Der Frühling ist gekommen und das ist die richtige Zeit, mal wieder hinaus in die Natur zu fahren. Auch wenn’s noch etwas kalt ist, an diesem Wochenende, spätestens am 1. Mai, lockt die Natur mit ihrer Pracht, ihren Farben und dem Sonnenschein.

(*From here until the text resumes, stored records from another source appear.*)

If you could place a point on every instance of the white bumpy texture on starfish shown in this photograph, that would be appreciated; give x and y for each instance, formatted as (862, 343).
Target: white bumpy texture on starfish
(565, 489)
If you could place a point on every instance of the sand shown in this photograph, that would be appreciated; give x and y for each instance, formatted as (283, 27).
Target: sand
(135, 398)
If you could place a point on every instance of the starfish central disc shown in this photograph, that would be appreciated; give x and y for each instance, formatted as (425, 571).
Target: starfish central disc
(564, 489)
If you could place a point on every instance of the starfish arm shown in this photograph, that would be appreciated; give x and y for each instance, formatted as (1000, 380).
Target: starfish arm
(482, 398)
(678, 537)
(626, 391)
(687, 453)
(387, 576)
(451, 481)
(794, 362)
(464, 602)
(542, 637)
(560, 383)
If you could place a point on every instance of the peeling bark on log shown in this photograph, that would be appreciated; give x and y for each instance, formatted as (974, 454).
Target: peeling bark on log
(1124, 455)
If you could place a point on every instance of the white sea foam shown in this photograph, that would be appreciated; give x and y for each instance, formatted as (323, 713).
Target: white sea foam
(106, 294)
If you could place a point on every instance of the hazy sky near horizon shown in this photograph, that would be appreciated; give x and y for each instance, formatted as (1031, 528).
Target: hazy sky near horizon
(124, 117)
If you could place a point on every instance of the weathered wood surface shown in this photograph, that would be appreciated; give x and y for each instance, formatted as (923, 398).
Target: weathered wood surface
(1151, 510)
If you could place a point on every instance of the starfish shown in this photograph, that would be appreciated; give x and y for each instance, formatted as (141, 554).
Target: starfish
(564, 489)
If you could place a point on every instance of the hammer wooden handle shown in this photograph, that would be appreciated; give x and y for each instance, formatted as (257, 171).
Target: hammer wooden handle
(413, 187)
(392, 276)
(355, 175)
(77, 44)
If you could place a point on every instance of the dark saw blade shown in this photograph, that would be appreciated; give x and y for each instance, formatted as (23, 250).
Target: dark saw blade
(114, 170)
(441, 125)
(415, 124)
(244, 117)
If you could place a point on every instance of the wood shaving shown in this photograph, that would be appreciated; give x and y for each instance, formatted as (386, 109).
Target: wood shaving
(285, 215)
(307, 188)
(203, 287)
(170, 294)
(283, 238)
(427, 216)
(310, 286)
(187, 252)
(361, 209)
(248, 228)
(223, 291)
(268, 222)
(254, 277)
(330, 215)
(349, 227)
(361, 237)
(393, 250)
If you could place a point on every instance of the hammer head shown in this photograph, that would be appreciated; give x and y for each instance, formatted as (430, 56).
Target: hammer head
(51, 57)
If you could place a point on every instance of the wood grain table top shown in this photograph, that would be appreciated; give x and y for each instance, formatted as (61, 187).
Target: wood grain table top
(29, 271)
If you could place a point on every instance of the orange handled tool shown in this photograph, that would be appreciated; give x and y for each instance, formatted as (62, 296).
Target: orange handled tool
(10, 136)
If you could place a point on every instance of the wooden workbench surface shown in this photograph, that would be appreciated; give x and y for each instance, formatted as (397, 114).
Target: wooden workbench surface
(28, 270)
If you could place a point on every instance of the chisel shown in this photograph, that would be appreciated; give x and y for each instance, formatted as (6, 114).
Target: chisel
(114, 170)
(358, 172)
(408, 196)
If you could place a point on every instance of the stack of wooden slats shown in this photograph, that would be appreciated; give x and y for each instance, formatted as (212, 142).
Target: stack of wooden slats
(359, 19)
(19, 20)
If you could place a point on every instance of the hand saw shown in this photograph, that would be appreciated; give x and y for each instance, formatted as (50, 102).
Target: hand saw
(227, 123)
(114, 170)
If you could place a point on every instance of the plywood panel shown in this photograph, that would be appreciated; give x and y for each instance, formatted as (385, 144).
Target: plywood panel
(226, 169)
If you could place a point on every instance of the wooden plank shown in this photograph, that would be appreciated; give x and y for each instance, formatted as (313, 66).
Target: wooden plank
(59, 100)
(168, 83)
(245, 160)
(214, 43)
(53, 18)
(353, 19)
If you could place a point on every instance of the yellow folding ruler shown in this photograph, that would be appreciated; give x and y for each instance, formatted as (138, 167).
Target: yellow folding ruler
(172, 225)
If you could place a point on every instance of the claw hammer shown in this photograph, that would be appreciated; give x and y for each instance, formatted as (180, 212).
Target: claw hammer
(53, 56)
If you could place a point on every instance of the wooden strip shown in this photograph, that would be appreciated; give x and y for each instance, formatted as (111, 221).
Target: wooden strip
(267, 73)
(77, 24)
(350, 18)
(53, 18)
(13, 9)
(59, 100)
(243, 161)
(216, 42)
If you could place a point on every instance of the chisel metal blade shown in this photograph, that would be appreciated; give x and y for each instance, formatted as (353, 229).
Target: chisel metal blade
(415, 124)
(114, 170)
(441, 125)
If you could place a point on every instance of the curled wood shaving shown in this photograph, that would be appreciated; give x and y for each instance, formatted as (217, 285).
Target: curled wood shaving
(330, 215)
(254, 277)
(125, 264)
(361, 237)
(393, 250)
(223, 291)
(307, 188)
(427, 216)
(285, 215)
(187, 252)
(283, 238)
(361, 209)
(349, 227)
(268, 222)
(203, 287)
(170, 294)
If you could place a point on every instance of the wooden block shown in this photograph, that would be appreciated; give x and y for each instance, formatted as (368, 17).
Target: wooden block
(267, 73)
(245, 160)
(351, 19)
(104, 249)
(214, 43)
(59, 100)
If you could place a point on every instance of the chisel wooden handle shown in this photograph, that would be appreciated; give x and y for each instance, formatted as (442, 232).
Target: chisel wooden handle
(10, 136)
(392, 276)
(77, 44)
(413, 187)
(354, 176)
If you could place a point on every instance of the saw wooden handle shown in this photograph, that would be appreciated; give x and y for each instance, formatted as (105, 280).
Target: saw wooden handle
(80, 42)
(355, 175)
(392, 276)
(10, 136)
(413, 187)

Aber wohin fahren wir, wenn wir "hinaus in die Natur" wollen? Wenn die Natur der Teil der Welt ist, in den der Mensch noch nicht ordnend eingegriffen hat, dann dürfte es schwer werden, innerhalb eines Wochenendes oder gar am Maifeiertag die Natur zu erreichen. Überall begegnet uns ja die Spur des Menschen, wenn wir von "Natur" reden, dann meinen wir zumeist den Stadtpark, sinnvoll geplant, angelegt und gepflegt, oder den Baggersee, mit ordentlich gezogener Uferlinie. Selbst da, wo wir den menschlichen Eingriff nicht sofort sehen, führt uns eine anständige Straße hin, die auf einem eingezäunten Parkplatz endet, von dem aus Wege mit Schildern und Tafeln "in die Natur" hinaus und sicher wieder zurück führen, Hackenschuh-taugliche Natur-Lehrpfade.

Aber wenigstens können wir dann in dieser Natur den Fotoapparat so halten, dass der Parkplatz und der Asphalt-Weg nichts ins Bild kommen. Wir sehen Blumen, die so dastehen, als würden sie ganz zufällig hier wachsen, und doch können wir die Kinder ganz unbesorgt daran riechen lassen, hier wächst – ganz zufällig – nichts Giftiges, nicht mal eine Brennnessel ragt aus dem Gebüsch.

Ort der Sehnsucht

Das heißt Natur. Die Natur ist der Ort unserer Sehnsucht – wir haben sie nicht zerstört, wir beherrschen sie nicht, und doch erwächst uns von ihr keine Gefahr. Die Natur unterscheidet sich von der Wildnis dadurch, dass sie überschaubar, verständlich und ungefährlich ist. Vor der Natur müssen wir keine Angst haben, sie ist nur schön, wie sie so unberührt da liegt und unser Auge erfreut, und wie es der Zufall will, gibt es in dieser Natur keinen Wildwuchs, keine Dornen, nur Blumen, keine Giftschlangen, nur Singvögel.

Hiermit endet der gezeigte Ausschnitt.